Tuesday, December 10, 2013


Each time the New Orleans Saints play at home this season, a group of Southeastern students arrives early to the Mercedes-Benz Superdome and gets to work. Students from a variety of majors – including communications, psychology, kinesiology, sport management and more – represent Southeastern and the Saints as they use their skills to make games more enjoyable for fans.

Students Chelsey Hymel, Kolbie Lawrence and Lacie Tramonte, along with alumna Ashley Lewis, are members of the Saintsations, the official cheerleaders for the Saints. Their responsibilities include interacting with fans, cheering for the Saints and promoting charities and events. According to Hymel, the experience of being a part of each Saints home game and sharing the passion for the team with the city of New Orleans is incomparable.

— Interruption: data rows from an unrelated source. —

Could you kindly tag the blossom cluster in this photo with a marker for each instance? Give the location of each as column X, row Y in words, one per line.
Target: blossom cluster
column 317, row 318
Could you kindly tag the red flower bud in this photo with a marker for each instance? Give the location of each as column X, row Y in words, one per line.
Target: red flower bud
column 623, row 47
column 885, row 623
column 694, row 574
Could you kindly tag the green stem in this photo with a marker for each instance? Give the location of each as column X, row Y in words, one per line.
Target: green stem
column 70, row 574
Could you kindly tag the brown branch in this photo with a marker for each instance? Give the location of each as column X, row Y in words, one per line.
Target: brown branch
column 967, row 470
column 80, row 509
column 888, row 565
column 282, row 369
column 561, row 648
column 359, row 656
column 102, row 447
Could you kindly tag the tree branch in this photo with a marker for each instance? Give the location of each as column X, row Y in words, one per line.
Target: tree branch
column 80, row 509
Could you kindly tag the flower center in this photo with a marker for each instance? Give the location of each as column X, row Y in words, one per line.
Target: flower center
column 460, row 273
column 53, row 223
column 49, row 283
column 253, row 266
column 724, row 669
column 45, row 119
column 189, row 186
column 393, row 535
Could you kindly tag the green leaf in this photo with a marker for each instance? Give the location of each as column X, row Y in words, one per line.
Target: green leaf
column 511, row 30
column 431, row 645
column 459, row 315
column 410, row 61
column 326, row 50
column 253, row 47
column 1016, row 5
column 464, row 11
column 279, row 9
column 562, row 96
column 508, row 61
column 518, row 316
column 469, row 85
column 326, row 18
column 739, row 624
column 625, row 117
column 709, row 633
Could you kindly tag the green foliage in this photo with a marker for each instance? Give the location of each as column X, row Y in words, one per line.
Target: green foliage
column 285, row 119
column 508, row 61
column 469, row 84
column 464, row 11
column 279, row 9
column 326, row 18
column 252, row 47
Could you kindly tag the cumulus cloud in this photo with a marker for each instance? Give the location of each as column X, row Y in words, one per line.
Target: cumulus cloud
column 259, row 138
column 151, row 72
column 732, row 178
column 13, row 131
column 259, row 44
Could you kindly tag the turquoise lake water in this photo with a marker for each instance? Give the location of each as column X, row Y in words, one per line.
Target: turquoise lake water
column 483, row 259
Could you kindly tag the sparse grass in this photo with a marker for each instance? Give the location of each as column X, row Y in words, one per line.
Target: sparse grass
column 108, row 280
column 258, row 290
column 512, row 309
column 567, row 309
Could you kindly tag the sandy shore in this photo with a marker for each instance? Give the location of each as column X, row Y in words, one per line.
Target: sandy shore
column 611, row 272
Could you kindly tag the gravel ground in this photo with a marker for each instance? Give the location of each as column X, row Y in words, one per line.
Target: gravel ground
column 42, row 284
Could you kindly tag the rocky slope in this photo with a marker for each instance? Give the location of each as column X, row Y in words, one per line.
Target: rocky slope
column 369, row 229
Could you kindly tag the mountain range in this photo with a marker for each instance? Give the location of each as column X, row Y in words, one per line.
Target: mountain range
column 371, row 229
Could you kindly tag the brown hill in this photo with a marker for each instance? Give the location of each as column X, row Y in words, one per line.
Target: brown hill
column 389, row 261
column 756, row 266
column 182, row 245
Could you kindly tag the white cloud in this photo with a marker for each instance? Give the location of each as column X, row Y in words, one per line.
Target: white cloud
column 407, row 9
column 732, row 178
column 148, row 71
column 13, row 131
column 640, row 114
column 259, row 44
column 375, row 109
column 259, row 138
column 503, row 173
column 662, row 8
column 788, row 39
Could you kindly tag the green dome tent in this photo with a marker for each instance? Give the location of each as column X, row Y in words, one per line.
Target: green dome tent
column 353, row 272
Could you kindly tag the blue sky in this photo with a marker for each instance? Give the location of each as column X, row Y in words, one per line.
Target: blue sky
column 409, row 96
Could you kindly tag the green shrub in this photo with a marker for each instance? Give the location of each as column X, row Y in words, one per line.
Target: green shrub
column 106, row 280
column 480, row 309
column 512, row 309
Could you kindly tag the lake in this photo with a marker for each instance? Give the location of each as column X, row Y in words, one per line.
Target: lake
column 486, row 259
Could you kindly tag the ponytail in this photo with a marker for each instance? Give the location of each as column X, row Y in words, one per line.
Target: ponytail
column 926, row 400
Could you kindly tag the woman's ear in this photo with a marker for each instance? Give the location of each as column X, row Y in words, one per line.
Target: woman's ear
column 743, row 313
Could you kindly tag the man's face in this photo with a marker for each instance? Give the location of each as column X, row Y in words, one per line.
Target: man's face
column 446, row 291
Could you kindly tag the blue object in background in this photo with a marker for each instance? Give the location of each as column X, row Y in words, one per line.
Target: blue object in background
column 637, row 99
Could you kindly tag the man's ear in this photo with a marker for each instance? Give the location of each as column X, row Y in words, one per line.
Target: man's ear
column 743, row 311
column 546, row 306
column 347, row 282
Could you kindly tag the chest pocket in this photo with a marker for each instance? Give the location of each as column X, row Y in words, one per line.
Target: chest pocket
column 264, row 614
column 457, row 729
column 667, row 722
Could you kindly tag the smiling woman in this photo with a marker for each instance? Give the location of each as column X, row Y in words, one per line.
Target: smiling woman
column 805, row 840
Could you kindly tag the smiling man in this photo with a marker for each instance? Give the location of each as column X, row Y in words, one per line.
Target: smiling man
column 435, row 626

Nicholas Smith, a senior in sport management, works as a manager assistant for SMG New Orleans, the event management company for the Superdome. At home Saints games, he is stationed in the command post responding to patron text messages and sending appropriate personnel in response. Smith began working at the Superdome as an usher when it reopened in 2006 after Hurricane Katrina and was promoted to his current position soon after.


Robert Scarpati, a sports reporter for the Southeastern Channel, films a post-game report following a recent Saints game.

Five more students serve as sports reporters and videographers for the Southeastern Channel's "The Big Game," an Emmy award-winning sports program similar to ESPN's "SportsCenter." Stephen Smith, Robert Scarpati, Erika Ferrando, Lindsey Cramer and Matt Flores receive media credentials to sit in the press box at the Superdome, and they personally interview Saints players and coaches – as well as the occasional opponent, including former Southeastern Lions standout Robert Alford of the Atlanta Falcons – following the games. The students are allowed to access the locker room and the field to film game reports, highlight reads, game analyses and interviews after each game.

The students' experiences this season will likely shape their future career paths, such as Smith's goal to work in operations for a professional team or event venue. Some – like Lewis, who now serves as a dance instructor at Southeastern – will make a career of their talent, while others will simply draw from their experiences when they explore new career opportunities after graduation.